I have been thinking about physical spaces, community interactions, and software development. Recently I got a look at Ile Sans Fil’s user logs, which indicate that the most “mobile” users of Ile Sans Fil’s service are in fact the core members of the group. So what does the log tell us? The mobility is most interesting to people who are interested in mobility . . . .I am quite interested to get to know what else users are doing with ISF; there are 10,000 of them right now and for the most part they are not showing up on the stats. There needs to be some way of studying the interest in mobility; who is interested in being mobile and why, and for who, and so on. Is it purely self-selecting? What kind of value is provided by this “point-to-point” mobility, and who takes advantage of it? Because, in a sense it is not really mobility but the facilitation of work in different contexts.

I was thinking about this as well during my time studying in the BNQ (or, as we always call it, sometimes ironically, “the National Library” – of whose nation, I wonder?). Every day, many of the same people appear at the library. It is a study group, an office of nomads. But who are the nomads? From my experience, they are mostly men, and they are there frequently; I saw the same people day after day. I suspect this is not the kind of fluidly mobile movement through the city imagined by mobile phone designers, either. It is a kind of differently located work; my fellow library rats and I might visit several locations in a day, but we are located at each one, not mobile. Does this have something to do, I wonder, with the exigencies of work as opposed to leisure?

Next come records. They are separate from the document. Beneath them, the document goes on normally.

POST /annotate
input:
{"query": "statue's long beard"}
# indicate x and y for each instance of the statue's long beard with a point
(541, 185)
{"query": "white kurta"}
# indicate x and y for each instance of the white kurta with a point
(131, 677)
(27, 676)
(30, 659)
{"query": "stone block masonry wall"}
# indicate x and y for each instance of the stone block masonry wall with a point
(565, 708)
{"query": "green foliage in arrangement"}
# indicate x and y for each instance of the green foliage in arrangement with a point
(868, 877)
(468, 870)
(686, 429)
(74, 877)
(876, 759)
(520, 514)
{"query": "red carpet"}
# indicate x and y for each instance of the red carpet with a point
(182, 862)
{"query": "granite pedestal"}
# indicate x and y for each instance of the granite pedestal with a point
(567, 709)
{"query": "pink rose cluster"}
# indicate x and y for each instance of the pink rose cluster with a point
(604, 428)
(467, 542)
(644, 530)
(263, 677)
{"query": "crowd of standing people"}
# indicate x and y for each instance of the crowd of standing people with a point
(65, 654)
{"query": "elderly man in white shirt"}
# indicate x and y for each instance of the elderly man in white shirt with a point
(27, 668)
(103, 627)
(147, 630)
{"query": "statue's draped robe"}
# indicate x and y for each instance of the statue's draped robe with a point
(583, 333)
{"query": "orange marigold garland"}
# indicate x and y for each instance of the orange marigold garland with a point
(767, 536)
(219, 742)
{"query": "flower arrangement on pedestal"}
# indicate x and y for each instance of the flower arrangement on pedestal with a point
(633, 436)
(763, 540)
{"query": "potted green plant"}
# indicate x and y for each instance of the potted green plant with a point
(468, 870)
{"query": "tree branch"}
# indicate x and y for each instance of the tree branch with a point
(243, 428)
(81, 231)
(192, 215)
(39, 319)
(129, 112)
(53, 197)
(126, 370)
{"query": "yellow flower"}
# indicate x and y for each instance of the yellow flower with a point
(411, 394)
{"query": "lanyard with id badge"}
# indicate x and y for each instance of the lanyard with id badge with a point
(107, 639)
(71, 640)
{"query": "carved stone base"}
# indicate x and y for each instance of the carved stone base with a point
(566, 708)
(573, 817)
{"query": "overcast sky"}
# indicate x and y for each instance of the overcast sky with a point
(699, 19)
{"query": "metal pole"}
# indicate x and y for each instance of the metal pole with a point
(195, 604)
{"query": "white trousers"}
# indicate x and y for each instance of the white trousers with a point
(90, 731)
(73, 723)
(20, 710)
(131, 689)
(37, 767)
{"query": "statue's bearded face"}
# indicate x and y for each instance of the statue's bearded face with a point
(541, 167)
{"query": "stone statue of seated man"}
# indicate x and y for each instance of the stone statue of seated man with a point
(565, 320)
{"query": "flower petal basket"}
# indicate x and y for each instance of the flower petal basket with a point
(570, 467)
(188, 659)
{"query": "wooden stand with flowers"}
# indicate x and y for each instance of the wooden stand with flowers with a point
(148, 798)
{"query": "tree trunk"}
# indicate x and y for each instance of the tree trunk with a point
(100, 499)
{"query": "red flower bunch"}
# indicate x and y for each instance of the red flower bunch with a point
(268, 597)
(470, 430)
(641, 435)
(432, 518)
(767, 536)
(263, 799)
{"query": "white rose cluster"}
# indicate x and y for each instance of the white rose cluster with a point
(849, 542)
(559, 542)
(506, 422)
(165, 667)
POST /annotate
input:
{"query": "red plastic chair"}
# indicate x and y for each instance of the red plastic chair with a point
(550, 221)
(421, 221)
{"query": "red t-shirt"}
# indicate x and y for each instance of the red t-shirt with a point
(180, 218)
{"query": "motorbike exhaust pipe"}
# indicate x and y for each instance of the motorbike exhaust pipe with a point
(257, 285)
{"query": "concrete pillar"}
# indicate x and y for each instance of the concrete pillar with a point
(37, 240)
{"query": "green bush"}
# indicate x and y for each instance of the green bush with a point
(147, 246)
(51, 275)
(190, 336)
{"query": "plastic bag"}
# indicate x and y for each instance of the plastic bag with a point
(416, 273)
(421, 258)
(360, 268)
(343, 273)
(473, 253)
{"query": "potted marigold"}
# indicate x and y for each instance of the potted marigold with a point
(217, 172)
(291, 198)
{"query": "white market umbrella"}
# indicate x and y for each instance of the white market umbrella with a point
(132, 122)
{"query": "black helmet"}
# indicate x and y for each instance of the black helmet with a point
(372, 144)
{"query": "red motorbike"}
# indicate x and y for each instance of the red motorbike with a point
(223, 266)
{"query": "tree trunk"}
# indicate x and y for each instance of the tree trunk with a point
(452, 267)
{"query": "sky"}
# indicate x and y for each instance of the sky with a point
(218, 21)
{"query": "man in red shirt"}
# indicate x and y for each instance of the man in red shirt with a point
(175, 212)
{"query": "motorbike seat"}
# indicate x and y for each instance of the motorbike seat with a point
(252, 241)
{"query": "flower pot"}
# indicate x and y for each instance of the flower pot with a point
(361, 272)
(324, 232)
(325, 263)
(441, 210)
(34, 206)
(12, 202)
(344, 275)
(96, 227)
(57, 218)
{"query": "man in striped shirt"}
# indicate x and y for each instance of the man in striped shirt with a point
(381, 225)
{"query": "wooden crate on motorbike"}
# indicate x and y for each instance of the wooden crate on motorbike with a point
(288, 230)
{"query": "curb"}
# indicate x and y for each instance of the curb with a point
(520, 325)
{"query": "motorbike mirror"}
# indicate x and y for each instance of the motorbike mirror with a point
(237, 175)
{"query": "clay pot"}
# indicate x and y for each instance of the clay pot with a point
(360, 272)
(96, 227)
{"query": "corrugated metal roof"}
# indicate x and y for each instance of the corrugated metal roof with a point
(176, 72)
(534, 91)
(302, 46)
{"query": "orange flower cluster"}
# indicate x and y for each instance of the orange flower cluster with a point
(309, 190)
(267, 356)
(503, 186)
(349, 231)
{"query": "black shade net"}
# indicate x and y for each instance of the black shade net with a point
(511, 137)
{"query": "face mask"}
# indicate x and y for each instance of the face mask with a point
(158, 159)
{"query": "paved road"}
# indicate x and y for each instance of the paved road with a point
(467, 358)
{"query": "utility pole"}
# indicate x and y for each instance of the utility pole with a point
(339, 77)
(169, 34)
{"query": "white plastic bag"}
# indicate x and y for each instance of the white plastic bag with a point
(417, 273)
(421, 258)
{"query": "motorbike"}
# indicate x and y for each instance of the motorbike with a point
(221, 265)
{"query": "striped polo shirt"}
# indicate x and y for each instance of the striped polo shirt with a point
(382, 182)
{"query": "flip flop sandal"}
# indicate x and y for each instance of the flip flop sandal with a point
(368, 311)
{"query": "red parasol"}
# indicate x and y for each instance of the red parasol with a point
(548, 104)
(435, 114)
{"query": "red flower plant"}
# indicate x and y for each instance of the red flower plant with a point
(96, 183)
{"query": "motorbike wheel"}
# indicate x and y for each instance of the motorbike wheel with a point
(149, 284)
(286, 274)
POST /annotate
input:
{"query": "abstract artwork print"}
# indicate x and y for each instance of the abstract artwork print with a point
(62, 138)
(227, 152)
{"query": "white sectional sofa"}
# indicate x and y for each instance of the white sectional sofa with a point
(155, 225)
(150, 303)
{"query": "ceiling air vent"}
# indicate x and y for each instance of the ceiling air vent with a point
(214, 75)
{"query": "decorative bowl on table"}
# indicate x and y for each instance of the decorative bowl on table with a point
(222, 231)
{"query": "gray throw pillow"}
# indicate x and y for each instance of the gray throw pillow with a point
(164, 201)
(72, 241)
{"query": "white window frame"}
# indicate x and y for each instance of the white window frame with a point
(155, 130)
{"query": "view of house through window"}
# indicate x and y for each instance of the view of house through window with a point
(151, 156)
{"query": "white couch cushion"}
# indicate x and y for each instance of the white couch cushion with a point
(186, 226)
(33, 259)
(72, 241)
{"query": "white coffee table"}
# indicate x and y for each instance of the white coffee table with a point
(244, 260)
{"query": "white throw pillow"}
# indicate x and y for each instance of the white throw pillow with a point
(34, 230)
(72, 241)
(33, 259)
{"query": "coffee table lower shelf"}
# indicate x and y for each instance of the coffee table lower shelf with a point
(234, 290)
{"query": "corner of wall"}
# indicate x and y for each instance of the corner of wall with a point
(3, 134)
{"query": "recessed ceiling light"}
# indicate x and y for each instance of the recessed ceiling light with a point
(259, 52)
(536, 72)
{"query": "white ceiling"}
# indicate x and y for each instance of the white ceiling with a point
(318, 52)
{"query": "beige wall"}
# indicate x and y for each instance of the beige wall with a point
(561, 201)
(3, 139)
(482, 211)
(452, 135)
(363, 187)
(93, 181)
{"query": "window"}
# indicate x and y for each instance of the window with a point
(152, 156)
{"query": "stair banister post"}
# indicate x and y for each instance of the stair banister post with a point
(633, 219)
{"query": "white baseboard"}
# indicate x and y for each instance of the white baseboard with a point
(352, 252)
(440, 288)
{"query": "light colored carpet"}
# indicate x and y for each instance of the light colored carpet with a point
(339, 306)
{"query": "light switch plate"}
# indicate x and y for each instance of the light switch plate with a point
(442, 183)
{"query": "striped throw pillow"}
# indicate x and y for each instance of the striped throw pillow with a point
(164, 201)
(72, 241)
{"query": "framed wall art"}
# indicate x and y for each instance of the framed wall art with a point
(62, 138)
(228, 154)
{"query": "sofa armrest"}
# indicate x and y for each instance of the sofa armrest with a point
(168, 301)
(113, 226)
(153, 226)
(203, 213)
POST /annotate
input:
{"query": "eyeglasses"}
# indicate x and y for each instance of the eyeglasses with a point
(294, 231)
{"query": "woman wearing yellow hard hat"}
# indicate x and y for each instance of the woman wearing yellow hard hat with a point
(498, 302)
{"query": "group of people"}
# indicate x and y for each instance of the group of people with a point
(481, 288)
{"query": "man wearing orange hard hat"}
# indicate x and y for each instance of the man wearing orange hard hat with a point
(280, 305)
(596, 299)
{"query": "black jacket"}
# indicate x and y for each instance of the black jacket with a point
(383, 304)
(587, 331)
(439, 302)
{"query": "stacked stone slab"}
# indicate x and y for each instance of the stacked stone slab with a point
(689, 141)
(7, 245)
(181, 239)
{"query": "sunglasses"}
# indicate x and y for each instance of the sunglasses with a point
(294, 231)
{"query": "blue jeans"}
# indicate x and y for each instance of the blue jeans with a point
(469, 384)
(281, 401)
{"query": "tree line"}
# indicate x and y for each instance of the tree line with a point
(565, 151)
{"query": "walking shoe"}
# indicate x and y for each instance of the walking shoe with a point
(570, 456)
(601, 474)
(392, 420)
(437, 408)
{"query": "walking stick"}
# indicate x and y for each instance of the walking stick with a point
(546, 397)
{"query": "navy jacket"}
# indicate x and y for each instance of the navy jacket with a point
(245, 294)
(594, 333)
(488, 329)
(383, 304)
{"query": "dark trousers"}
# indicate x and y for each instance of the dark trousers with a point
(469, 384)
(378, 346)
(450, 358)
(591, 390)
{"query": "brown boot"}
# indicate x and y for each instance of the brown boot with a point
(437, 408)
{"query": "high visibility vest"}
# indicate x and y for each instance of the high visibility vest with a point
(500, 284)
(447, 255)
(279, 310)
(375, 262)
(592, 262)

This brings me back to the difference between mobile computing and mobile telephony (at least at the level of use). As a brand-new mobile phone user I am amazed at my capability to move and talk at the same time. But what surprises me most is how little I actually do this. I don’t answer the phone while on my bike, and I leave it behind or turn it off if I am traveling with someone. And text messages, which have the same asynchronous quality as e-mail, have proven to be about the most interesting function of my mobile phone. That and acting as a portable address book . . .

And another thing,

What is this about social software?? Can we argue that either making it or using it contributes to the public good? Certainly it is programmed in a different way. But I am not sure, I am never sure if what people end up doing with social software is really social. Anne Galloway claims that decisions about what constitutes social software are made in boardrooms. What I see in working with community groups is that although decisions are made in more chaotic ways, they are still made based on the interests of the people in the room, as opposed to the people who end up using the services or systems. Does anyone really care? Do people really want to log every moment of their lives? Maya and I were talking about the creation of location portals. She thinks that they are primarily interesting as marketing strategies, since they mostly change the way information is sorted and presented. Anne Galloway (again, I read back a long way in her blog today) was talking about the notion of networked computing being “virtually everywhere” and “physically somewhere” – she was using the idea of flow to get past the more rigid network frameworks of Castells and Latour (I would appropriate Scheller’s gel instead; I find it a more subtle metaphor) and hoping to connect this to politics and ethics, in hopes of getting out of the blinding insularity which seems to characterize so much academic discourse about both subcultures and technologies. I am wondering how to break out of this insularity myself.